Entscheidung des BGH:

Der BGH ist dem nun mit zwei wesentlichen Argumenten entgegengetreten:

Wenn die Parteien einen Bauvertrag unter Einbeziehung der VOB/B schließen, dann vereinbaren sie damit automatisch auch das Anordnungsrecht des Bestellers nach den Regeln der VOB/B. Dass die konkrete Einzelleistung nicht von Anfang an im Vertrag vereinbart war, ist insoweit für das Verlangen nach einer Bauhandwerkersicherung unschädlich. Gleichermaßen argumentiert der BGH auch, wenn die VOB/B nicht einbezogen wurde: Wenn die Parteien einen Bauvertrag schließen, dann lassen sie sich auch auf das gesetzliche Anordnungsrecht des Bestellers nach § 650b Abs. 2 BGB ein, welches als Folge implizit mitvereinbart wird.

Nicht weniger wichtig ist aber der Sinn und Zweck der Vorschrift: Laut dem BGH besteht kein Grund, warum der Unternehmer bei einseitig angeordneten Nachträgen weniger schutzbedürftig sein soll. Das Sicherungsinteresse des Unternehmers besteht in allen Fällen in gleicher Weise.

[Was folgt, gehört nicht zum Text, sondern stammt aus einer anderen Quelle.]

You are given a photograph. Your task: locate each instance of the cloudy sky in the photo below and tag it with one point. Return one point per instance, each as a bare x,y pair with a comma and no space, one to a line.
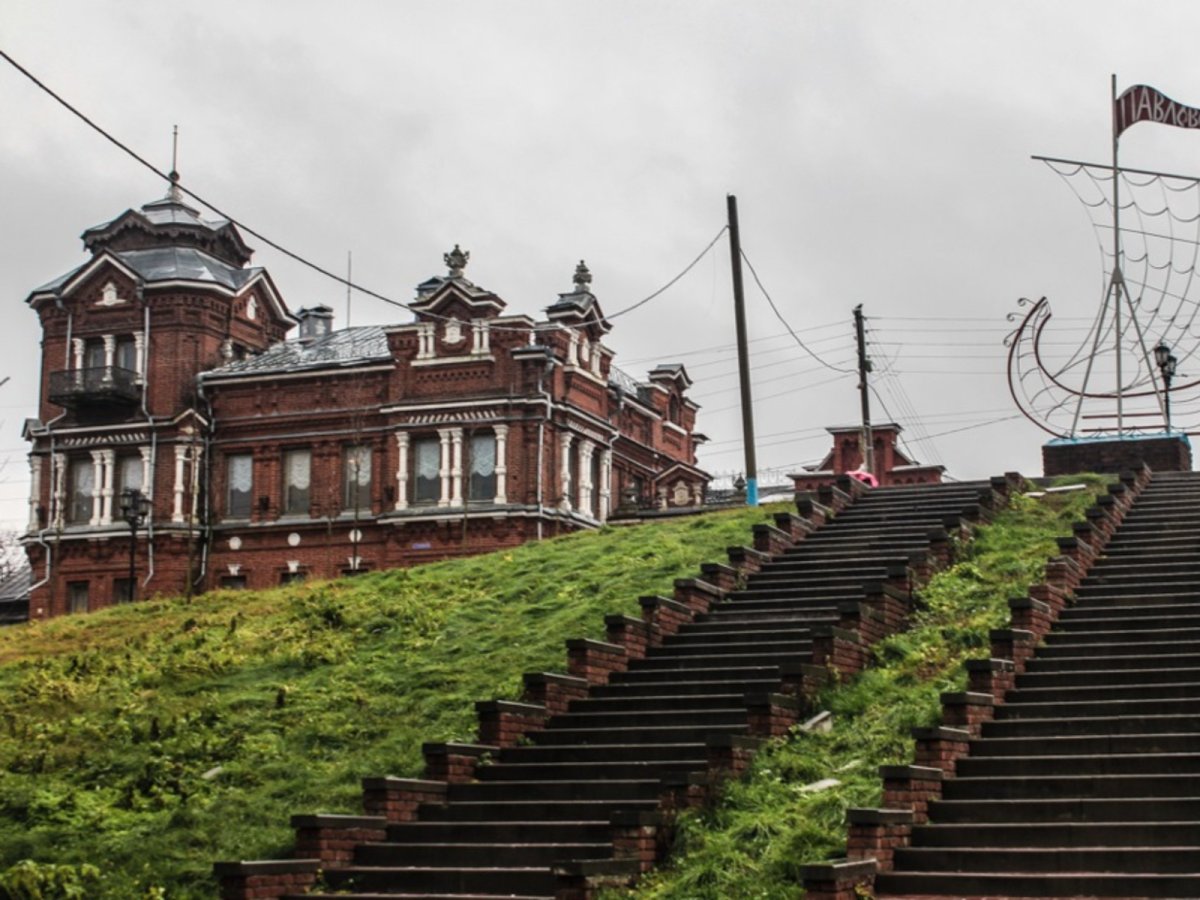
880,153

Es bedarf grundsätzlich einer insolvenzfesten Sicherung des Unternehmers in voller Höhe ab der ersten Sekunde. Jegliche Belastungen des Bestellers in diesem Zusammenhang sind grundsätzlich in Kauf zu nehmen.

Prozessuales:

Lange Zeit war streitig, welche Feststellungen zum Bestehen von Vergütungsansprüchen notwendig sind, um den Anspruch auf Stellung einer Bauhandwerkersicherung erfolgreich durchsetzen zu können. Der BGH hat mit dem Vorliegenden Urteil für etwas Klarheit gesorgt: Ebenso, wie der Unternehmer darlegen und im Bestreitensfalle beweisen muss, dass er „Unternehmer eines Bauwerks, einer Außenanlage oder eines Teils davon“ ist, muss er darlegen und im Zweifel beweisen, dass ein Rechtsgrund für einen zusätzlichen Vergütungsanspruch aufgrund der einseitigen Anordnung durch den Besteller auch tatsächlich besteht, diese also wirksam angeordnet worden ist. Steht danach fest, dass eine Vergütung aufgrund der Anordnung des Bestellers dem Grunde nach geschuldet ist, folgt hieraus allerdings, dass hinsichtlich ihrer Höhe grundsätzlich ein schlüssiger Vortrag des Auftragnehmers ausreicht, um hierfür einen Anspruch auf Sicherheit zu begründen.

Verjährung des Anspruchs:

Bei dem Anspruch auf Stellung einer Bauhandwerkersicherung nach § 650f BGB handelt es sich um einen sogenannten verhaltenen Anspruch. Dies bedeutet, dass die Verjährung grundsätzlich erst mit Geltendmachung des Anspruchs zu laufen beginnt, was wiederum weitere rechtliche Fragestellungen aufwirft. Insbesondere ist noch nicht abschließend geklärt, ob mit dem erstmaligen Verlangen der Bauhandwerkersicherung die Verjährung für den gesamten Anspruch (auch im Hinblick auf künftig noch zu vereinbarende oder angeordnete Nachträge) gilt. Weiterhin ist bisher noch nicht höchstrichterlich entschieden worden, ob die Verjährungsfrist mit dem Verlangen der Sicherheit des Unternehmers zu laufen beginnt oder erst mit Ende des Jahres, in dem die Sicherheit verlangt wurde.

Praxishinweis:

Wie bereits eingangs erwähnt, kann das plötzliche Sicherungsverlangen des Werkunternehmers in voller Höhe der noch nicht gezahlten Auftragssumme den Besteller vor erhebliche Schwierigkeiten bringen. Insbesondere bei großvolumigen Projektentwicklungen wird es regelmäßig kaum darstellbar sein, mit der Hausbank innerhalb kürzester Zeit erfolgreich über die Stellung einer Bürgschaft in dreistelliger Millionensummen zu verhandeln. Gegebenenfalls kann es erfolgsversprechend sein, rechtzeitig den Dialog mit dem Generalunternehmer zu suchen und diesen darüber zu informieren, dass die Sicherheit nicht rechtzeitig gestellt werden kann. Einen wirksamen Schutz des Bestellers vor dieser durchaus recht einschneidenden Maßnahme des Werkunternehmers besteht in rechtlicher Hinsicht kaum, da das gesetzliche Recht auf Bauhandwerkerversicherung weder durch allgemeine Geschäftsbedingungen, noch durch eine Individualvereinbarung abbedungen werden kann, siehe § 650f Abs. 7 BGB.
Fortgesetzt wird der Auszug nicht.